Os europeus descobriram o uso do tabaco com os indígenas americanos

A data 31 de maio emblema um desafio importante, ainda que não devidamente prezado no calendário mundial: o dia mundial sem tabaco. Assinalar isso, aliás, sugere fósforo que acende uma questão que perturba pela carência de racionalidade e (des)informações históricas. Basicamente, convém lembrar que o tabaco foi “descoberto” na América e que, ao longo dos séculos, vigoraram-se duas formas principais de seu uso: uma mística e outra mercadológica, equivalendo ao que tecnicamente se considera valor de uso X valor de troca. Aquela religiosa e esta econômica.

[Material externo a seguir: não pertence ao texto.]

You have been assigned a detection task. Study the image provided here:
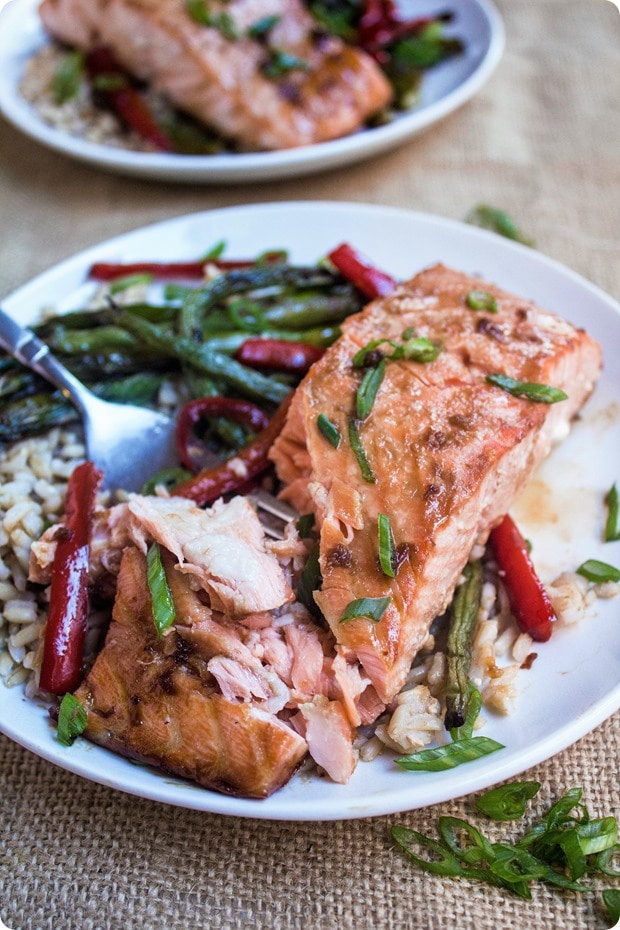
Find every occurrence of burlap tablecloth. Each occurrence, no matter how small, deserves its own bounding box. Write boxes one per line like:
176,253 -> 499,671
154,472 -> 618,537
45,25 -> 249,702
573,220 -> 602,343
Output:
0,0 -> 620,930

A primeira alternativa, o uso místico, tem vínculos com questões sagradas e remete ao caráter ritualístico, cerimonioso, das funções religiosas. Nessa linha, alguns aspectos subjetivos sugerem que a fumaça que sobe, rarefeita no ar, seria sinal de ligação com algumas divindades promotoras de transes que se inscrevem na espetacularização das crenças. É então no ritual comunitário que se percebe o fumo como veículo de ligação entre o natural e o sobrenatural. Provocador de uma espécie de êxtase, o uso do tabaco  seria prerrogativa de alguns líderes destinados às funções sacerdotais. Essa aliás foi a forma vista desde os primeiros contatos entre os europeus e os nativos americanos que notaram os indígenas como “homens-chaminé”. Ainda que esse tipo de manifestação persista como prática popular e isolada – onde, por exemplo, são aplicadas as sessões de “defumação” como alternativa para afastar espíritos indesejáveis –, a difusão do tabaco como “mercadoria” ou produto mundano implicou transformação do fumo em artefato industrializado, colocado no mercado em escala global.

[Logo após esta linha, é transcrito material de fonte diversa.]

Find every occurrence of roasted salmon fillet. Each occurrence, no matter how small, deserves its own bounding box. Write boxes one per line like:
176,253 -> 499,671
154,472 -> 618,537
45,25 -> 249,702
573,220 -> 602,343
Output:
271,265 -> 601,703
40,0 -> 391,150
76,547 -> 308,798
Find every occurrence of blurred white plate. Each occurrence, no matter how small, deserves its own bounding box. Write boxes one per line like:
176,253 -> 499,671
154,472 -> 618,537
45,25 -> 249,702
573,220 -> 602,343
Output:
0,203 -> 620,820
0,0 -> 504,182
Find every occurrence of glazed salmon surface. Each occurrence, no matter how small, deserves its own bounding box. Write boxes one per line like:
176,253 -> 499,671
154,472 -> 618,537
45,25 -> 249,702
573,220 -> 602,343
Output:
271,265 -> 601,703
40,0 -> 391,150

 A fumaça promoveria a ligação com algumas divindades promotoras de transes

A segunda forma, pois, remete ao valor “mercadoria”, como produto conjugado a toda parafernália do mercado internacional moderno. A passagem do “uso funcional” para o “mercadológico” equivaleu à submissão da cultura indígena à europeia e isso funciona como metáfora histórica dos usos da colônia pelos metropolitanos. O tabaco, portanto, pode ser avaliado como moeda de troca simbólica do espaço colonizado que teve que render alguns de seus pressupostos culturais para a sobrevivência no orbe capitalista. Se os xamãs/pajés (e depois entidades do candomblé) fumavam – e assim são/eram reputados como tipos especiais em seus segmentos -, mais tarde foram se distinguindo dos demais por meio de uma adjetivação que culmina na formulação conceitual de “tabagistas” ou “fumantes” e chegariam à qualificação de “viciados” ou “dependentes químicos”.

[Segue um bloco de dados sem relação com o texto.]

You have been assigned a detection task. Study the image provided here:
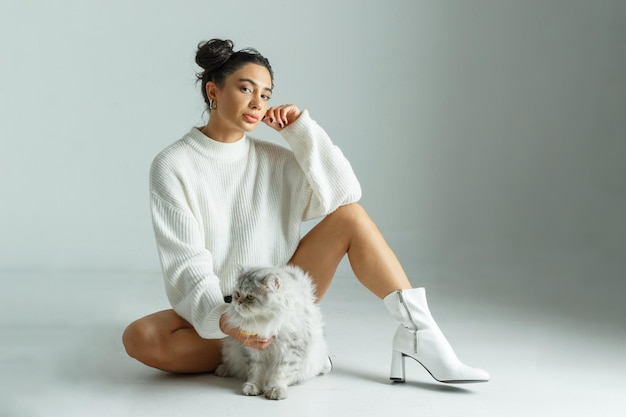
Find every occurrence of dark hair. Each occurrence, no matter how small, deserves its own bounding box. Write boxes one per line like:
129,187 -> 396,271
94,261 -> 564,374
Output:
196,39 -> 274,111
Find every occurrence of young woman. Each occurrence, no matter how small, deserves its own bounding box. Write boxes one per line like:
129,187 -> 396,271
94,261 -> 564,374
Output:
123,39 -> 489,383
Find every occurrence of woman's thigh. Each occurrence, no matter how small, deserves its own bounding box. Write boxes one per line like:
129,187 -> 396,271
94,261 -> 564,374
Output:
123,309 -> 221,372
289,204 -> 365,300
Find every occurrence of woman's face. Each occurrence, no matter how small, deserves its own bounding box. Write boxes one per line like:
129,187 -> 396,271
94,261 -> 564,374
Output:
207,64 -> 272,137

Um negócio que tem a China como um grande cliente

Mesmo sem desaparecer, diminuiu-se muito o teor sagrado do fumo. De toda forma convém não esquecer que existe atualmente cerca de 1,3 bilhão de fumantes em um mundo de 7,874 bilhões de habitantes. É alarmante saber que, vitimados pelo seu consumo, morrem por ano aproximadamente 4 milhões de tabagistas, montante que corresponde a mais de 10 mil mortos por dia. O tabagismo é, entre as doenças evitáveis, a que ocupa o primeiro posto, sendo que seu consumo provoca 85% das mortes por doenças pulmonares. Em relação ao câncer, 30% das mortes são devidas a tal prática e 25% de doenças coronarianas e outros 25% de males cerebrovasculares acometem a população usuária. A mera constatação desses números convida a supor os critérios morais de tolerância do uso do tabaco. Afinal, como um produto tão maléfico é aderido mundialmente? Questionando de outra forma, como pode a sociedade, em escala mundial, ser induzida em tal grau? O trânsito do tabaco o coloca como um dos dez produtos de maior movimentação do globo, com especial destaque no Brasil onde um terço da população adulta ainda fuma.

Há, pois, um enquadramento que reclama cuidados: o paradoxo entre a aceitação da prática tabagista e os avanços médicos que a condenam como vício. Além de não tolerar que se acenda cigarro algum neste dia 31, convém também pensar no cinismo e disfarce moral que cercam nossas leis e costumes. E se alguma fumaça for vista nesse dia, que seja da queima de contradições morais.